NIH: Aspen names NIHS's Chief Nursing Officer

Aspel named NIHD’s Chief Nursing Officer

Veteran registered nurse Tracy Aspel, perhaps best known in the community for her role in establishing the Rural Health Clinic alongside Dr. Stacey Brown, is now Northern Inyo Healthcare District’s Chief Nursing Officer. 

Prior to being named CNO, Aspel served as Director of Nursing Practice and Interim CNO. As Chief Nursing Officer, Aspel is responsible for overseeing and coordinating NIHD’s nursing team and its daily operations.

“Tracy has a strong rapport with our nurses and has earned the respect of NIHD’s entire team for her tireless dedication to improving healthcare outcomes whether as a nurse, at the RHC or as an administrator,” said Dr. Kevin S. Flanigan, NIHD’s Chief Executive Officer. “She also brings a strong leadership ethic to this position, which will well serve the District, its nurses, and ultimately its patients.”

Aspel served as the RHC Director for 14 years before stepping into a nursing administrative role a little over a year ago. She was asked to be the Acting Chief Nursing Officer in 2016. Dr. Flanigan said Aspel more than proved her abilities to take on the demanding role in a full-time capacity.

“I love this hospital and our community,” Aspel said. “I have worked the majority of my career at Northern Inyo, where I have gotten to provide nursing care to my neighbors and be a part of an amazing team. Nursing is a wonderful career, where what you do matters each day. “

Aspel and her husband, Greg, live in Bishop and have two daughters.

In another leadership change, Maria Sirois, NIHD’s Chief Performance Excellence Officer, announced her resignation effective March 17 after three years of service. Sirois cited her desire to pursue her doctorate as her reason for leaving NIHD.

“We appreciate Maria’s service to the NIHD community and wish her well as she starts the next chapter of her academic and professional career,” Dr. Flanigan said. “We will miss the energy and passion for continuous improvement that Maria brought to our organization.”

Flanigan went on to say that during her tenure at NIHD, Sirois improved survey readiness and actively led and participated in Joint Commission and regulatory activities. She also built a team and a culture that is committed to improving processes and service for patients and their families.

Recruiting efforts are underway to locate a new leader for the risk and quality departments.

In other NIHD news, the District signed on to participate in Caltrans’ Adopt-A- Highway program and will be responsible for the two-mile stretch of U.S. 395 which serves as Bishop’s Main Street, and a similar area near Warm Springs Road.

The Adopt-A- Highway program, which began in the state in1989, is one of the truly successful government-public partnerships of modern time. More than 120,000 Californians have cleaned and enhanced more than 15,000 shoulder-miles of roadside.

Participation can include removing litter, planting and establishing trees or wildflowers, removing graffiti and controlling vegetation. Caltrans solely administers the Adopt-A- Highway Program.

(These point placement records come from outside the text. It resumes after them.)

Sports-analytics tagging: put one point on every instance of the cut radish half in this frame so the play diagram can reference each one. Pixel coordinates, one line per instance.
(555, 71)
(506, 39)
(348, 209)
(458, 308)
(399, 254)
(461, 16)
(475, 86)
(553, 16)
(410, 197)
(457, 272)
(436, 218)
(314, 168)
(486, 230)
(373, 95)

Adoptions usually span a two-mile stretch of roadside, and permits are issued for five-year periods.

About Northern Inyo Healthcare District: Founded in 1946, Northern Inyo Healthcare District features a 25-bed critical access hospital, a 24-hour emergency department, a primary care rural health clinic, a diagnostic imaging center, and clinics specializing in women’s health, orthopedics and neurology,  pediatrics and allergies and general surgery. Continually striving to improve the health outcomes of those who rely on its services, Northern Inyo Healthcare District aims to improve our communities one life at a time. One team, one goal, your health.